We started off at 7 a.m. on Saturday with our shotguns, orange vests and high hopes. In recent years I’ve hunted the same plot of public hunting ground without much success, so this time, I had plans for us to try a new spot. After about 45 minutes of driving, we were able to find the general area where the DNR website said hunting was allowed. However, as we pulled up, we noticed a sign for a public campground as well as a few smaller signs for hiking trails and ski trails. This was an immediate red flag. When we finally found the sign for what we thought was the hunting land, it seemed uncomfortably close to our camping friends.

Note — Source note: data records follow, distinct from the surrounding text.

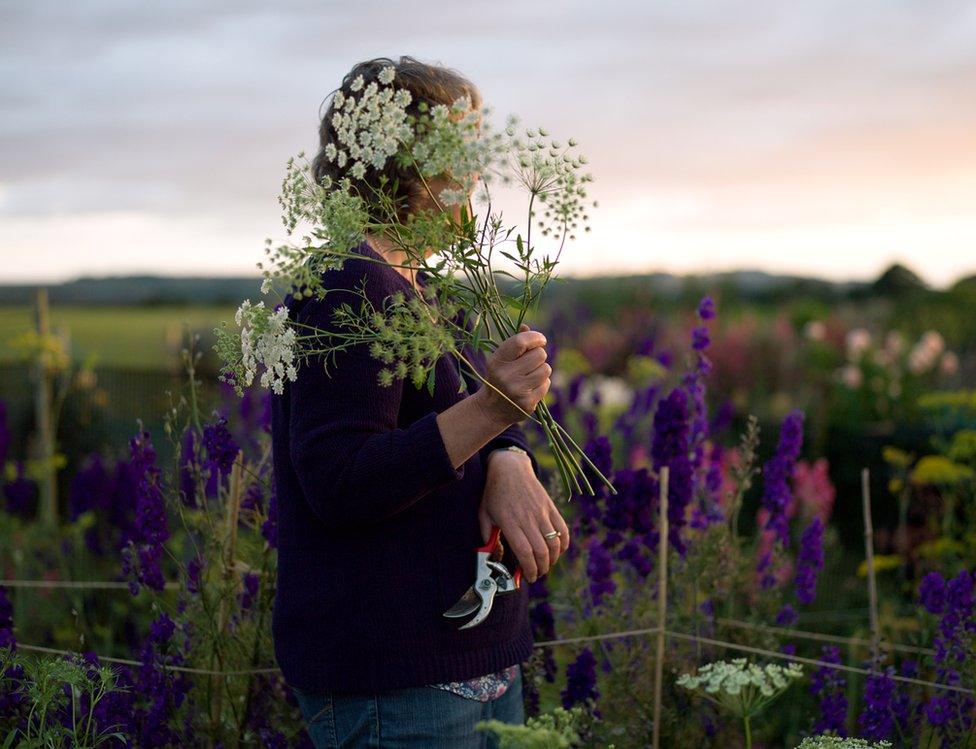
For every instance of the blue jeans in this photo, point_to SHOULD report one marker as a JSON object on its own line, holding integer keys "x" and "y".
{"x": 411, "y": 718}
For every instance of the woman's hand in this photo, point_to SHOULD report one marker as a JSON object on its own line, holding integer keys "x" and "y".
{"x": 518, "y": 369}
{"x": 519, "y": 505}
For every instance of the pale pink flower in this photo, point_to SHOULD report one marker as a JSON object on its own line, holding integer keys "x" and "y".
{"x": 858, "y": 341}
{"x": 949, "y": 364}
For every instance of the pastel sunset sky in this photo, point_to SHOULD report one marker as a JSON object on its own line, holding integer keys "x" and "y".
{"x": 819, "y": 138}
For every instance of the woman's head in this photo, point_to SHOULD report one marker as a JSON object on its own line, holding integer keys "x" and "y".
{"x": 430, "y": 84}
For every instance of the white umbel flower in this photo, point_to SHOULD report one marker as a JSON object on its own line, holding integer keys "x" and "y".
{"x": 742, "y": 688}
{"x": 268, "y": 342}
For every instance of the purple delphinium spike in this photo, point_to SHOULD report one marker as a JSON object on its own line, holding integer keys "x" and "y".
{"x": 829, "y": 686}
{"x": 694, "y": 384}
{"x": 21, "y": 493}
{"x": 670, "y": 448}
{"x": 249, "y": 594}
{"x": 581, "y": 681}
{"x": 786, "y": 616}
{"x": 543, "y": 621}
{"x": 777, "y": 474}
{"x": 269, "y": 528}
{"x": 142, "y": 558}
{"x": 4, "y": 435}
{"x": 876, "y": 721}
{"x": 7, "y": 639}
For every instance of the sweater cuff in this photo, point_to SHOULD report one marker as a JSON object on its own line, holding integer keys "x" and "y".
{"x": 431, "y": 453}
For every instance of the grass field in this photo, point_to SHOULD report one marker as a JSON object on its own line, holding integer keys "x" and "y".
{"x": 142, "y": 337}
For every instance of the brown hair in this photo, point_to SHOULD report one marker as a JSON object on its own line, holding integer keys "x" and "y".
{"x": 432, "y": 84}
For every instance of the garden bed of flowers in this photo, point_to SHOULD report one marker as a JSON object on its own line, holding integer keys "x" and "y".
{"x": 141, "y": 617}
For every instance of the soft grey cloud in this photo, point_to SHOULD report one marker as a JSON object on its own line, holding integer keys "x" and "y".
{"x": 699, "y": 117}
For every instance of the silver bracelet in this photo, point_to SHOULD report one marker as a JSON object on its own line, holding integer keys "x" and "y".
{"x": 511, "y": 448}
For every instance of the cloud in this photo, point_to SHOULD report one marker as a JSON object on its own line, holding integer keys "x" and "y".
{"x": 732, "y": 116}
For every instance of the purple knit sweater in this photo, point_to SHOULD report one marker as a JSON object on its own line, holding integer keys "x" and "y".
{"x": 376, "y": 529}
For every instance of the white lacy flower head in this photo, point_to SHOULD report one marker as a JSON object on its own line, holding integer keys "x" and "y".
{"x": 836, "y": 742}
{"x": 268, "y": 342}
{"x": 371, "y": 127}
{"x": 741, "y": 687}
{"x": 552, "y": 174}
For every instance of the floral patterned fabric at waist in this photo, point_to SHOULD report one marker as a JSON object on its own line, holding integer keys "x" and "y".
{"x": 483, "y": 688}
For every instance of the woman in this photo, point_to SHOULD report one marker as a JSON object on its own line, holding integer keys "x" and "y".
{"x": 383, "y": 495}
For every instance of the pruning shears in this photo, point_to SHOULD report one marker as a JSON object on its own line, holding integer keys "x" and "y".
{"x": 492, "y": 579}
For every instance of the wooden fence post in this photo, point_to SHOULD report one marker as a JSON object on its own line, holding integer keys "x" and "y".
{"x": 662, "y": 601}
{"x": 869, "y": 557}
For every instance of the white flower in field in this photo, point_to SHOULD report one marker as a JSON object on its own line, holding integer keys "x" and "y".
{"x": 949, "y": 364}
{"x": 836, "y": 742}
{"x": 742, "y": 688}
{"x": 852, "y": 376}
{"x": 606, "y": 391}
{"x": 268, "y": 341}
{"x": 370, "y": 128}
{"x": 815, "y": 330}
{"x": 857, "y": 342}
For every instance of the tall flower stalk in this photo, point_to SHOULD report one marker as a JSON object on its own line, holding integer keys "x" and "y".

Being responsible hunters, we decided to call the DNR and confirm that we could in fact hunt on the land. After speaking with a representative, we learned that the land was a State Natural Area and that it was not owned by the DNR. We were told to contact the land owner to request hunting privileges. Here’s lesson #1 for you Wisconsin hunters: if you’re looking to hunt on some new land, check to see if it’s a State Natural Area, an SNA, before you set off into the woods! Other states have these as well, but I’m not sure what the laws are. Check your state DNR website for more info.
Despite this small hiccup in our morning, we decided to press on and try our luck elsewhere. We had thought about calling the owner of the SNA land, but decided it was probably too early on a Saturday morning to be making requests. The Augusta Wildlife Area, the land I had hunted in previous years, was our backup plan. As we drove up the dirt road to park, I was surprised to find not a single vehicle parked in the lot. With the bow season fully underway, it seemed unusual, but it was also good news for us because it meant we wouldn’t have to worry too much about crossing other hunters.
We started off up the trail eager to kick up some birds and get some shots off. It was great to finally be out in the woods after a long off-season, breathing the fresh air, admiring the beautiful scenery and so on. Now, I’d like to tell you that we stormed the forest, sent grouse flying in every direction and bagged our limit, but not every hunting story ends in triumph. We spent a good three hours in the woods, combing back and forth and stalking down several trailers, but by the end of it, all we had to show for it was a little red squirrel and a single grouse that we kicked up but never got a shot at.
Call me crazy, but even as we left the woods and headed for home, I still felt like our hunt was a success. I have two reasons for this. 1) It was a safe hunt. It’s great to see game and take home a trophy animal, but those are just icing on the cake. If it’s a safe hunt, it’s a success in my book. 2) We got out in the woods. Even the fact that we were able to go hunting in the first place and enjoy nature for a few hours made it well worth it. Maybe it’s just an outdoorsman thing. As far as bagging our limit goes, I say small game hunting is like baseball. It’s a long season.